- The Washington Times - Thursday, October 27, 2016

President Obama will travel to Florida Friday to stump for Democratic Senate candidate Patrick Murphy in a race that offers the most glaring example of the president’s work for down-ballot candidates coming up short.

It’s the second time in eight days that Mr. Obama is campaigning in Florida to defeat incumbent Republican Sen. Marco Rubio, as the White House tries to take advantage of the president’s rising job-approval ratings to elect more Democrats everywhere from the U.S. Senate to governorships to state legislatures. The president is personally pushing for as many as 150 candidates in some 20 states across the country.

Mr. Obama is recording robo-calls for Democratic candidates, conducting radio interviews for Democrats in battleground states, attending rallies for Hillary Clinton, raising money for the party, and lending his name to get-out-the-vote efforts online and via party emails. He’s expected to be on the campaign trail every day next week, leading up to Election Day on Nov. 8.

White House press secretary Josh Earnest said Mr. Obama is working for candidates “up and down the ballot.” The White House hopes that the president’s efforts will, at a minimum, turn the Senate Democratic for Mrs. Clinton’s first two years in office, assuming she wins.

Mr. Obama’s role as campaigner-in-chief in his final months comes after a dismal record in eight years as the head of the Democratic Party. Since he took office in 2009, Democrats have lost 11 governorships, 13 Senate seats, 69 House seats and more than 900 state legislature seats.

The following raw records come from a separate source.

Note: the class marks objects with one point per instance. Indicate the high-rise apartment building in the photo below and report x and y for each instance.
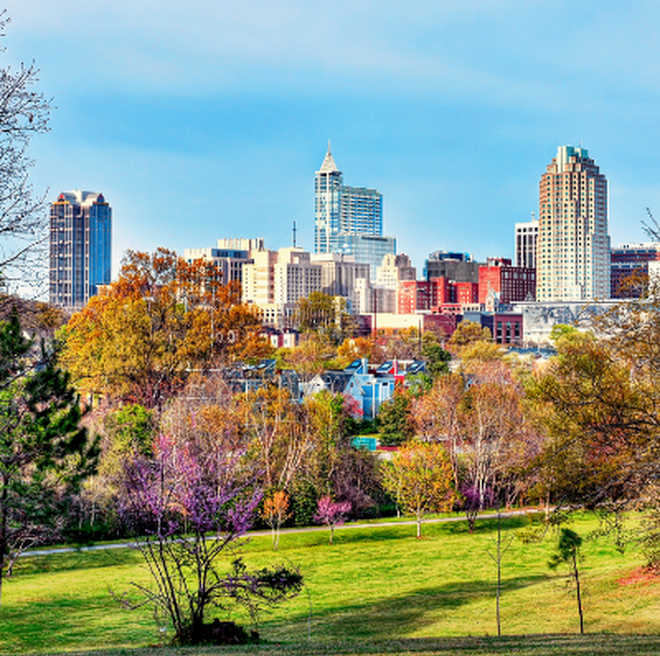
(348, 220)
(526, 236)
(80, 247)
(573, 247)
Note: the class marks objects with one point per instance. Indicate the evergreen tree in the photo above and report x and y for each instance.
(44, 452)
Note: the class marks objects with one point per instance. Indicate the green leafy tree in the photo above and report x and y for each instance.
(325, 315)
(44, 452)
(437, 359)
(395, 423)
(568, 553)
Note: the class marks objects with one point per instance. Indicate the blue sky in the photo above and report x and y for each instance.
(207, 119)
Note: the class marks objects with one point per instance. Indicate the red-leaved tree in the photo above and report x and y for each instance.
(188, 504)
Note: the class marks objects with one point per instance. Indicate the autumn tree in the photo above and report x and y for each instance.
(420, 478)
(355, 348)
(332, 513)
(163, 318)
(486, 430)
(466, 334)
(602, 435)
(279, 434)
(192, 505)
(438, 417)
(123, 431)
(275, 511)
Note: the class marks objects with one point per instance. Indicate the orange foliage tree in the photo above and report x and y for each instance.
(143, 335)
(420, 478)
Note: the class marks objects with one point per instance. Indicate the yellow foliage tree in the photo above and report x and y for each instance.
(420, 477)
(141, 337)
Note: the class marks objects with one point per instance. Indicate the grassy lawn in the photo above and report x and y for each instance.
(376, 590)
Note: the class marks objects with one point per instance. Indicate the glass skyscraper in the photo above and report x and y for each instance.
(348, 220)
(80, 247)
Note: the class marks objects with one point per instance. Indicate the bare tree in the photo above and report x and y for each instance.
(23, 113)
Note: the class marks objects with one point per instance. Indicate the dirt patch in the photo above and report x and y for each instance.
(641, 576)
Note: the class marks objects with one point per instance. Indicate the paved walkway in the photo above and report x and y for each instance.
(303, 529)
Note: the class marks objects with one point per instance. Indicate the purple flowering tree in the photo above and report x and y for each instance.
(332, 513)
(190, 503)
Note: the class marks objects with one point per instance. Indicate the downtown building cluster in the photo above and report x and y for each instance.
(563, 259)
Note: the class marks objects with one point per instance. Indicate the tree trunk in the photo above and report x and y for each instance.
(576, 574)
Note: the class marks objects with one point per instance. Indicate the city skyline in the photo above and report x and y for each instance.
(208, 121)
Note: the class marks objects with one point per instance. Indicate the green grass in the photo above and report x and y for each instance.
(376, 590)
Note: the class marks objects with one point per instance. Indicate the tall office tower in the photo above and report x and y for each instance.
(573, 247)
(80, 247)
(341, 211)
(526, 236)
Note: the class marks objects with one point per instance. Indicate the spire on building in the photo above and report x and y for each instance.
(328, 165)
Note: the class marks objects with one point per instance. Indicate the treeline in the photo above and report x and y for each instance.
(147, 353)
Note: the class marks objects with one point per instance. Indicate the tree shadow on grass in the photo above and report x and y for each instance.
(394, 617)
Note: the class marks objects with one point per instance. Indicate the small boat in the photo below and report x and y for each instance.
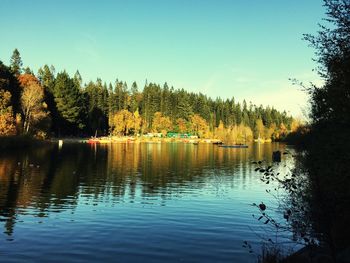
(234, 146)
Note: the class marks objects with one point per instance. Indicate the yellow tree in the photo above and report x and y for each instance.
(137, 122)
(161, 123)
(259, 129)
(7, 120)
(181, 125)
(220, 131)
(122, 122)
(199, 125)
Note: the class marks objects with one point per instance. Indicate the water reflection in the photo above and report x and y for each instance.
(50, 179)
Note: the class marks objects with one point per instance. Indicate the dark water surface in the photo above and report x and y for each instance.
(130, 203)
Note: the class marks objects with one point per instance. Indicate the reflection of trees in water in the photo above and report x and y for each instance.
(49, 179)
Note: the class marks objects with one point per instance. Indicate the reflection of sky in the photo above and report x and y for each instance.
(201, 210)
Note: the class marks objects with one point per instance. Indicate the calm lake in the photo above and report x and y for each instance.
(160, 202)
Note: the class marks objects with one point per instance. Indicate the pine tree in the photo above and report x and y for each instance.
(16, 63)
(69, 101)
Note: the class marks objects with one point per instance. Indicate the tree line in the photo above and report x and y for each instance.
(57, 104)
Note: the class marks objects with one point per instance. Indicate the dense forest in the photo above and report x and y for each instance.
(56, 104)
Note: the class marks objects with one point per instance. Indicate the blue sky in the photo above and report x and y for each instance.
(245, 49)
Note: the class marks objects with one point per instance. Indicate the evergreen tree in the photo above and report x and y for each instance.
(16, 63)
(69, 101)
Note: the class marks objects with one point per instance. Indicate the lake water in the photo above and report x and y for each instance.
(146, 202)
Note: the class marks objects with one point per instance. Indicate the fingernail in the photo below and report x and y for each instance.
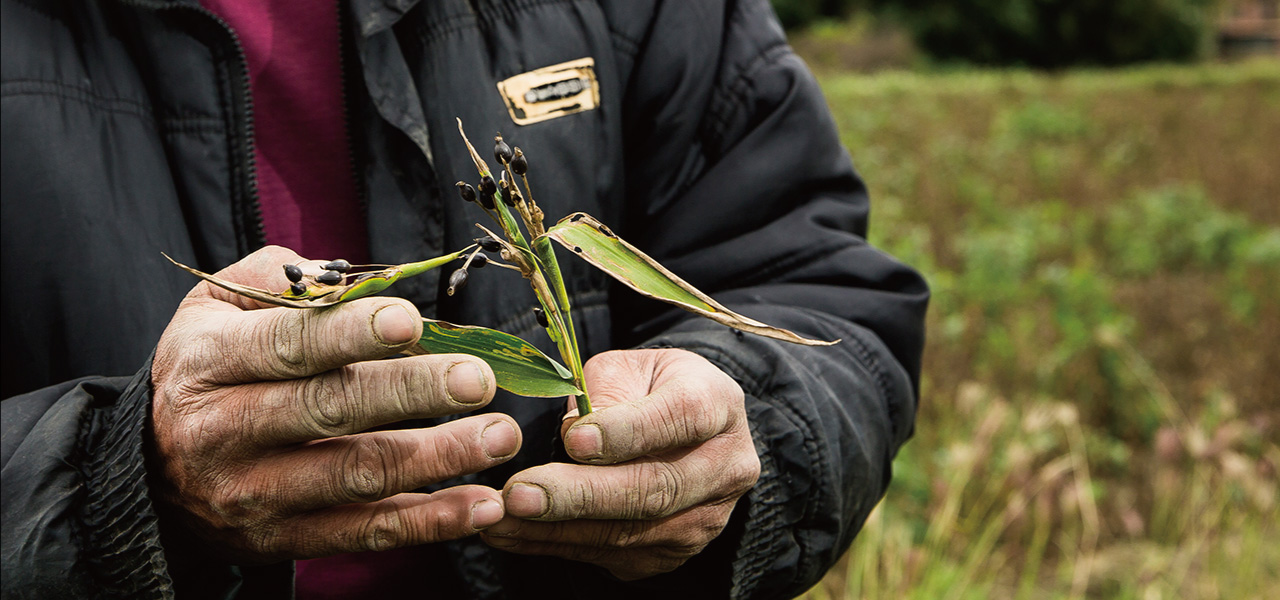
(585, 442)
(499, 439)
(485, 513)
(393, 325)
(526, 500)
(466, 383)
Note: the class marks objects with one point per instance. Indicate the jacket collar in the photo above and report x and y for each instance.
(375, 15)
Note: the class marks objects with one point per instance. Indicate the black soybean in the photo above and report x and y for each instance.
(488, 186)
(338, 265)
(466, 191)
(501, 151)
(519, 164)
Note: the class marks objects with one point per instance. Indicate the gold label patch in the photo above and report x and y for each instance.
(552, 91)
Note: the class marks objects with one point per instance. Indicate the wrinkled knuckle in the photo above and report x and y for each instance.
(699, 416)
(383, 531)
(744, 473)
(626, 535)
(238, 503)
(325, 402)
(263, 541)
(589, 554)
(364, 473)
(286, 343)
(661, 493)
(456, 454)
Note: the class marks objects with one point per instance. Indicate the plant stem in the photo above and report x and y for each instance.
(547, 256)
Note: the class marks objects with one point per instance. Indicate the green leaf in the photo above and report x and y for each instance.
(597, 244)
(520, 367)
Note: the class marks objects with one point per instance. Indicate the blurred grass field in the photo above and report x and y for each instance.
(1101, 395)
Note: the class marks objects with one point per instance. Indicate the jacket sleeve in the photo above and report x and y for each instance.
(77, 517)
(739, 183)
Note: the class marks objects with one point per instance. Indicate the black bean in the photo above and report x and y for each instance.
(501, 151)
(466, 191)
(519, 163)
(338, 265)
(488, 186)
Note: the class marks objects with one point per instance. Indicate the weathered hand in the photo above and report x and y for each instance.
(259, 417)
(668, 454)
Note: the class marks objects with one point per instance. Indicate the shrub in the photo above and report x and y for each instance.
(1055, 33)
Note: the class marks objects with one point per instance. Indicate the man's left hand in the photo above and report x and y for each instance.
(667, 454)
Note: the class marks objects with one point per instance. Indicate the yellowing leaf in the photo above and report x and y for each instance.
(520, 367)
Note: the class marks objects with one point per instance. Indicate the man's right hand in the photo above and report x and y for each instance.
(260, 425)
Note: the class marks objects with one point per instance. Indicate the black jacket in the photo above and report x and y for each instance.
(127, 131)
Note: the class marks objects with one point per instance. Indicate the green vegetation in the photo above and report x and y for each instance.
(1098, 411)
(1042, 33)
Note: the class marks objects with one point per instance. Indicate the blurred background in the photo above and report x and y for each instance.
(1092, 188)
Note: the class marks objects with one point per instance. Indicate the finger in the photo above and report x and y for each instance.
(690, 402)
(366, 467)
(400, 521)
(643, 489)
(289, 343)
(356, 398)
(694, 527)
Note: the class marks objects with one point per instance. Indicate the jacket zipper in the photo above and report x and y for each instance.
(251, 223)
(361, 192)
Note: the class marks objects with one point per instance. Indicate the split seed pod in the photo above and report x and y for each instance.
(457, 280)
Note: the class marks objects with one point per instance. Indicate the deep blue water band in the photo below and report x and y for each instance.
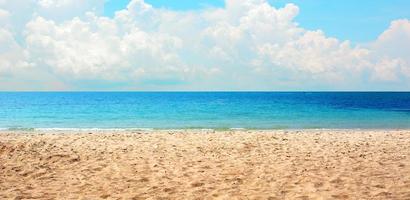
(219, 110)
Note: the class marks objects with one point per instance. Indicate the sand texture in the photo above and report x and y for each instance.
(306, 164)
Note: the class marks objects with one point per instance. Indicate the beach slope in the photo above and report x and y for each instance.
(305, 164)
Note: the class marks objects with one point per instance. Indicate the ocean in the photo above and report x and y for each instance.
(204, 110)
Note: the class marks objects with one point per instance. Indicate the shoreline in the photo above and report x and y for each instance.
(31, 130)
(266, 164)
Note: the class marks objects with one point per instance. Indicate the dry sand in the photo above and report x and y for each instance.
(307, 164)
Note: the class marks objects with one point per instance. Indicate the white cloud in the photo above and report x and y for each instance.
(246, 45)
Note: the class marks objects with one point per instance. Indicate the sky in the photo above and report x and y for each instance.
(167, 45)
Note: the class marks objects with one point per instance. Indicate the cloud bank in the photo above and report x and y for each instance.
(247, 45)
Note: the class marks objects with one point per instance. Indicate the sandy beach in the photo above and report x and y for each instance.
(305, 164)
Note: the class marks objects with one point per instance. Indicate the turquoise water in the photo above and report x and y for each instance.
(216, 110)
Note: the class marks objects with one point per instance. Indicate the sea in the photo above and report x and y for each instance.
(204, 110)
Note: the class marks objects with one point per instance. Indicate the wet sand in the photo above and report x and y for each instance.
(305, 164)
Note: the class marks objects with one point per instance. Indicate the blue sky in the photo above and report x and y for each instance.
(243, 45)
(354, 20)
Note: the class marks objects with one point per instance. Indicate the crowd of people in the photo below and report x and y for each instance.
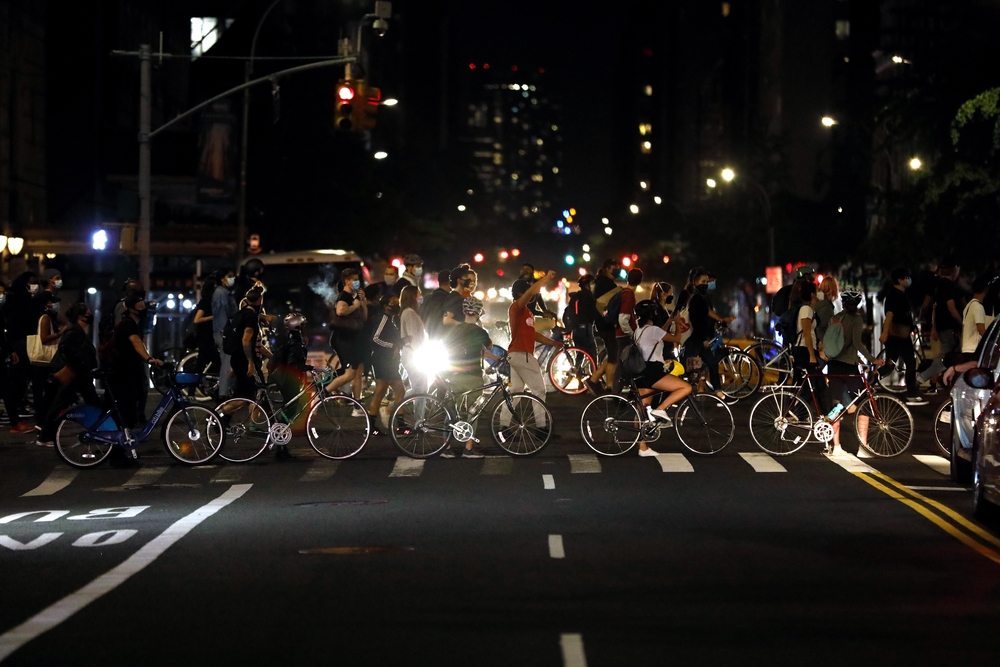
(381, 326)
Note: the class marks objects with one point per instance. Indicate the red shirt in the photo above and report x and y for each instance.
(628, 305)
(522, 329)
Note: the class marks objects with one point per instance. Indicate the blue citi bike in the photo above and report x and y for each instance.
(192, 434)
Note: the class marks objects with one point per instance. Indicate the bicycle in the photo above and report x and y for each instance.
(782, 422)
(192, 434)
(337, 426)
(612, 424)
(424, 424)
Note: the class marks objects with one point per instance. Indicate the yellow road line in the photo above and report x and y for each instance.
(930, 516)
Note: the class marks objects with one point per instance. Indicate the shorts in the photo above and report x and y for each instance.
(386, 367)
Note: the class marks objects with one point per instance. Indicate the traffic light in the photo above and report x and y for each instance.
(346, 93)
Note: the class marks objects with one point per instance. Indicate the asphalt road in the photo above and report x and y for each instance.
(560, 559)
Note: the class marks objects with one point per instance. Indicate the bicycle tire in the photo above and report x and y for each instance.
(569, 368)
(421, 426)
(776, 367)
(75, 447)
(193, 435)
(704, 424)
(610, 425)
(333, 430)
(890, 425)
(521, 435)
(942, 428)
(739, 375)
(781, 423)
(247, 428)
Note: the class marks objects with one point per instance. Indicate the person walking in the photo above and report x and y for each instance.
(223, 308)
(76, 361)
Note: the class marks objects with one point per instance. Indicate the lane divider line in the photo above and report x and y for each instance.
(572, 650)
(57, 480)
(938, 464)
(407, 467)
(62, 610)
(674, 463)
(555, 547)
(930, 516)
(584, 463)
(762, 462)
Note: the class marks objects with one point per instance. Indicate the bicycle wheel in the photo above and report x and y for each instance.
(569, 368)
(781, 423)
(942, 428)
(75, 446)
(775, 366)
(739, 375)
(193, 435)
(421, 426)
(892, 376)
(525, 431)
(247, 427)
(333, 430)
(610, 425)
(704, 424)
(890, 425)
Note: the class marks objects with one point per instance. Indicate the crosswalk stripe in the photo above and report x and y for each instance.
(762, 462)
(321, 469)
(57, 480)
(229, 474)
(583, 463)
(145, 475)
(407, 467)
(938, 464)
(497, 465)
(674, 463)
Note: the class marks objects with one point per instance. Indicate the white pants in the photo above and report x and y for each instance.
(526, 373)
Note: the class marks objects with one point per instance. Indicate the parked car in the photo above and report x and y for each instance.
(969, 396)
(986, 464)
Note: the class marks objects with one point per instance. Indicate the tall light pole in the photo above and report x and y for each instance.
(241, 215)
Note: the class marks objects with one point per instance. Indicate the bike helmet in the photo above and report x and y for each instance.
(294, 321)
(472, 306)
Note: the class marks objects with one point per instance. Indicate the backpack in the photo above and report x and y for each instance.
(835, 338)
(232, 337)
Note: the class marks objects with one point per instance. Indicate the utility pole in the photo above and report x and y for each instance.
(145, 194)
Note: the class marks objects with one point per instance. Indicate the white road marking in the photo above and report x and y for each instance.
(145, 476)
(497, 465)
(762, 462)
(229, 475)
(62, 610)
(850, 462)
(555, 547)
(57, 480)
(938, 464)
(674, 463)
(584, 463)
(572, 649)
(320, 470)
(407, 467)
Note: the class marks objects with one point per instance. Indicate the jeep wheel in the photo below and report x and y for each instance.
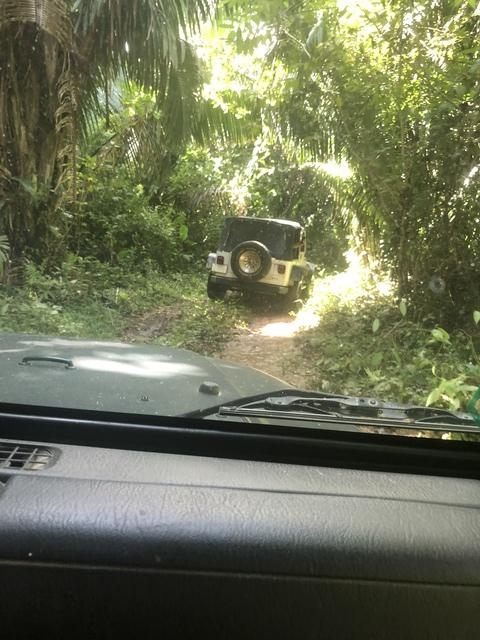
(251, 260)
(215, 291)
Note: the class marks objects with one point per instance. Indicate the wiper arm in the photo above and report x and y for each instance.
(318, 406)
(293, 404)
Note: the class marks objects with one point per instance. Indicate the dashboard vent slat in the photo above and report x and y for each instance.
(25, 457)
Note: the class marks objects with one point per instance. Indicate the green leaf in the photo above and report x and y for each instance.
(440, 335)
(433, 396)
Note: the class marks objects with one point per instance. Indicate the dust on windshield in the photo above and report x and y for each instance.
(128, 137)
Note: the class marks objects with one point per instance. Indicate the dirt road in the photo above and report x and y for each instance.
(270, 343)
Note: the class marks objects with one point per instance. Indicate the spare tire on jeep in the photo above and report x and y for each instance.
(251, 260)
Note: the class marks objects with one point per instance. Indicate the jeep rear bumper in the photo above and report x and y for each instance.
(245, 285)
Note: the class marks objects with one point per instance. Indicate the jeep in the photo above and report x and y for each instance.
(262, 255)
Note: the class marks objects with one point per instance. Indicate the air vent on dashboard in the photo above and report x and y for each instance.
(25, 456)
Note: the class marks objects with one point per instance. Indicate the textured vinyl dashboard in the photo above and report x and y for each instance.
(145, 541)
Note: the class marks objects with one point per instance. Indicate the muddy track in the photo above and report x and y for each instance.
(269, 343)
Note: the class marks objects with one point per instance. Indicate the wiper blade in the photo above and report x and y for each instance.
(319, 406)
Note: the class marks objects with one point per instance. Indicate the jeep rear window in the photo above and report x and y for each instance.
(281, 240)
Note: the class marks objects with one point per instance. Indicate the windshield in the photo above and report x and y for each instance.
(139, 144)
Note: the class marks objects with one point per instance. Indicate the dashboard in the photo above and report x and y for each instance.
(148, 537)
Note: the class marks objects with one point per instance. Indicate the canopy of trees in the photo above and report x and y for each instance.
(359, 118)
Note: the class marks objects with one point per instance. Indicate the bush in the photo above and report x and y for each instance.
(116, 224)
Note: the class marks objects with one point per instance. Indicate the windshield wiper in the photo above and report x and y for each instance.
(311, 406)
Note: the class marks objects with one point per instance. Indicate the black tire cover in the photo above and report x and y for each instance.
(263, 253)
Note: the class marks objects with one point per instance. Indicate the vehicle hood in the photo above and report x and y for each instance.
(129, 378)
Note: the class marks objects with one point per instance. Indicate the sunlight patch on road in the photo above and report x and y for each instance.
(305, 319)
(347, 287)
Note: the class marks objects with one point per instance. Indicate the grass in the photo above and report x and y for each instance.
(88, 299)
(364, 343)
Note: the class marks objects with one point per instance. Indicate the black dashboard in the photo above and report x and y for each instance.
(99, 541)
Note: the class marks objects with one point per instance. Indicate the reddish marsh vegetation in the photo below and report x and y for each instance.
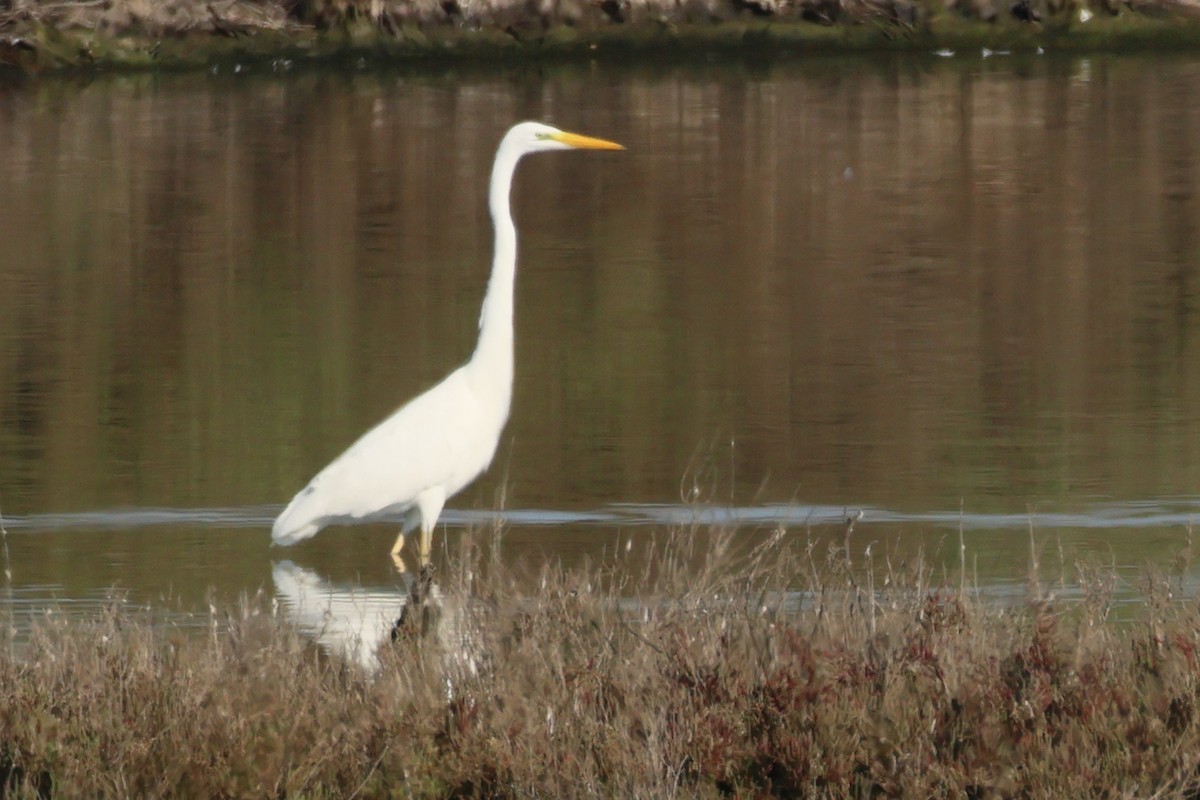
(769, 673)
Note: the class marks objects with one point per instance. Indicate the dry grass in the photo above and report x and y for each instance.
(766, 673)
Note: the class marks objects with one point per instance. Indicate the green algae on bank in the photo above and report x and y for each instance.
(36, 41)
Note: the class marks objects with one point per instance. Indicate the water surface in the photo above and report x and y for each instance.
(949, 293)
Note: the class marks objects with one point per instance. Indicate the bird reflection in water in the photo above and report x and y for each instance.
(352, 621)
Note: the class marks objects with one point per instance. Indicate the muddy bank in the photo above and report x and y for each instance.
(192, 34)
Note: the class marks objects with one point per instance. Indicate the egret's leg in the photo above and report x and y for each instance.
(426, 546)
(429, 503)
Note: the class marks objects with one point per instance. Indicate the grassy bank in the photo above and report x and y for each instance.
(769, 673)
(39, 36)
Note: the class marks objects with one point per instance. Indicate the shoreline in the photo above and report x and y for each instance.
(33, 43)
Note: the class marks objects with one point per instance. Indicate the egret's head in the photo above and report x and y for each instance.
(535, 137)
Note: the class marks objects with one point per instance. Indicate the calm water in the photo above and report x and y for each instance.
(942, 290)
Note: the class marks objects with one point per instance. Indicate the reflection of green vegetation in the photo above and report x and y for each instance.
(756, 674)
(54, 41)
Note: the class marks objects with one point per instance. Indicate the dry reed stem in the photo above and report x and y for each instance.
(731, 665)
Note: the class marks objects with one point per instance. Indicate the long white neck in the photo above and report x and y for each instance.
(492, 361)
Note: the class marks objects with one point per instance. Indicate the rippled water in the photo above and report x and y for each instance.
(951, 294)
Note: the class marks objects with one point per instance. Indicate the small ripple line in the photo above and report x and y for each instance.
(1165, 512)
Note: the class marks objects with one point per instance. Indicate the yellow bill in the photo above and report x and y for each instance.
(585, 142)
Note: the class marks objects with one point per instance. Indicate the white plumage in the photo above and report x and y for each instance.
(441, 440)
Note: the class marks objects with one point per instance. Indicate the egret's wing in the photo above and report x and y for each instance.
(418, 446)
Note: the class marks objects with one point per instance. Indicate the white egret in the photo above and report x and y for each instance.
(441, 440)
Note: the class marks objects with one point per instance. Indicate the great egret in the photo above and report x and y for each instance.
(439, 441)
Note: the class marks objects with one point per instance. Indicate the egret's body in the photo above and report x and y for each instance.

Nowhere is the president’s recent campaign work looking less promising than the Florida Senate race, where a Bloomberg poll Wednesday put Mr. Rubio ahead by a whopping 10 percentage points. A handful of other state polls this week showed Mr. Murphy, one of the first candidates to be endorsed by Mr. Obama, trailing by two to six percentage points.

The outlook for Mr. Murphy has grown so bleak since Mr. Obama’s last campaign stop on Oct. 20 that the Democratic Senatorial Campaign Committee has pulled its money from his race to concentrate on other states.

On his last campaign swing through Florida, Mr. Obama called out Mr. Rubio for supporting Republican presidential nominee Donald Trump after calling Mr. Trump a “con man” during the GOP primary.

“That’s a sign of somebody who will say anything, do anything, pretend to be anybody, just to get elected,” Mr. Obama said.

In the Bloomberg poll, 51 percent of Floridians said they have a favorable view of Mr. Obama. A Rasmussen poll this week put the president’s job approval rating at 55 percent. The White House is banking on that relatively high popularity for a second-term president to translate into coattails for a variety of Democratic candidates, even though Mr. Obama isn’t on the ballot.

Mr. Obama’s aides also are making the argument in the closing days of the election that a vote for Republicans is a vote for more gridlock in Washington. Mr. Earnest pushed back against Republicans’ campaign argument that voters should split their tickets to ensure that the GOP serves as a counterweight to Mrs. Clinton in the White House.

“Voters who hear that message I think are hearing Republicans promise more of the same kind of Republican Congressional dysfunction that’s infected Washington for the last six years,” Mr. Earnest said.